What to do if You are Having Network Troubles
There are a few things that we ask that you do before contacting us.
- Please make sure that your domain is pointing to our server. If
it is a domain that you have transferred, this process can take some
time. If it is a new domain, please allow 2 or 3 days for the
domain to get into the database. Please go to the Weboniks
WHOIS page and type in your domain name. If you see your
information there, then your domain is active, if you will scroll down
the page a bit, where it says domain servers or name servers, you should
see ns.weboniks.com and ns2.weboniks.com. If you do not see that,
then your domain is not pointing to us. Please submit a help
desk request and let us know about this problem.
- If your domain is pointing to us, please make sure that it is not your
connection. There are unforeseeable things that can go on between
an ISP and a server. If you can get to your administrative suite
at your domain, please click on the "Network Troubleshooter"

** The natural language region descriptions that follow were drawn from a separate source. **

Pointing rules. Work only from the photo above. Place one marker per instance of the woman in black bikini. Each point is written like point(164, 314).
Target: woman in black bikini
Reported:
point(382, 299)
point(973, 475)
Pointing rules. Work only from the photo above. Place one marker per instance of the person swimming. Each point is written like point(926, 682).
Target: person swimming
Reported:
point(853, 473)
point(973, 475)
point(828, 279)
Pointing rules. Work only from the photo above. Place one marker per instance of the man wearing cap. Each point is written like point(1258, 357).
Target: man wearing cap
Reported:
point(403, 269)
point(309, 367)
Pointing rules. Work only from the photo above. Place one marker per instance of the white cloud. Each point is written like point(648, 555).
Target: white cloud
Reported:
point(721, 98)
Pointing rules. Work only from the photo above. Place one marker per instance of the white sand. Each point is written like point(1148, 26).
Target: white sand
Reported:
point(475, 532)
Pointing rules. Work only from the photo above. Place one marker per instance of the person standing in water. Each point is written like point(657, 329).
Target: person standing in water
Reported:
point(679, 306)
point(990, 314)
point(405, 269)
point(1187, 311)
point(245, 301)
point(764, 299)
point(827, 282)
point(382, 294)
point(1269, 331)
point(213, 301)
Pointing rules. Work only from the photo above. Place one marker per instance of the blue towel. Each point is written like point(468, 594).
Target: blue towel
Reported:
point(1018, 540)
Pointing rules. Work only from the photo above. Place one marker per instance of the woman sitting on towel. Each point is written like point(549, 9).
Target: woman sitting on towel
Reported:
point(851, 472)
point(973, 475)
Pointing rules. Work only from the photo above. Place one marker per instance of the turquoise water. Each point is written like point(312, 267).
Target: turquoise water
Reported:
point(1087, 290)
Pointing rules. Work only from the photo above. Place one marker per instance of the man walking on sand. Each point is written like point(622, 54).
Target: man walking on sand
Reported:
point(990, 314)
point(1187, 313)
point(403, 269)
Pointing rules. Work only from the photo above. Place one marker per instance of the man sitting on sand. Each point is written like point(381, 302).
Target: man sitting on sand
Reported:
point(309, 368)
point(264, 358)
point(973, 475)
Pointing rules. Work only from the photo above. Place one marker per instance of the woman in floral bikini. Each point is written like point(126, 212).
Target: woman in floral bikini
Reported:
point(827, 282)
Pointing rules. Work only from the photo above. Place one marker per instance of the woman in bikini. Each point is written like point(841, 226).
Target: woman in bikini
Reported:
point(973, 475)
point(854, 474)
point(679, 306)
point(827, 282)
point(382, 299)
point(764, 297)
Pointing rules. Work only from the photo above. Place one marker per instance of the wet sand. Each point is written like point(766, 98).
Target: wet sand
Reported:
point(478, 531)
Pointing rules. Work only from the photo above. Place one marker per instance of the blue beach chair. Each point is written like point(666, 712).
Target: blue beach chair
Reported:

icon and click the button to do a traceroute and send us the
results. If you can not get there, and you use Windows, please
follow these steps:
- Click on Start, then Run
- Type command in the run box. That's just the word
"command" without the quotes.
- That will bring up an MS-DOS window
- Type exactly this on one line:
tracert yourdomain.com>C:windowsdesktoptracert.txt
The only space in there is between "tracert" and the domain
name. Put in your domain information where it says yourdomain.com.
It will take a little while to complete and after you see the prompt
again, type exit to get out.
- Then there will be a file on your desktop called tracert.txt that
will have the traceroute included on it.
Ideally all the numbers
should be around 300 or below. That is really good. The closer
they get to 1000 the worse the traffic is in that area or there is a
problem in the connection at that point. The top number will be
your ISP (usually the top few numbers) then it will hop along it's way
to the server and the last number will be your domain.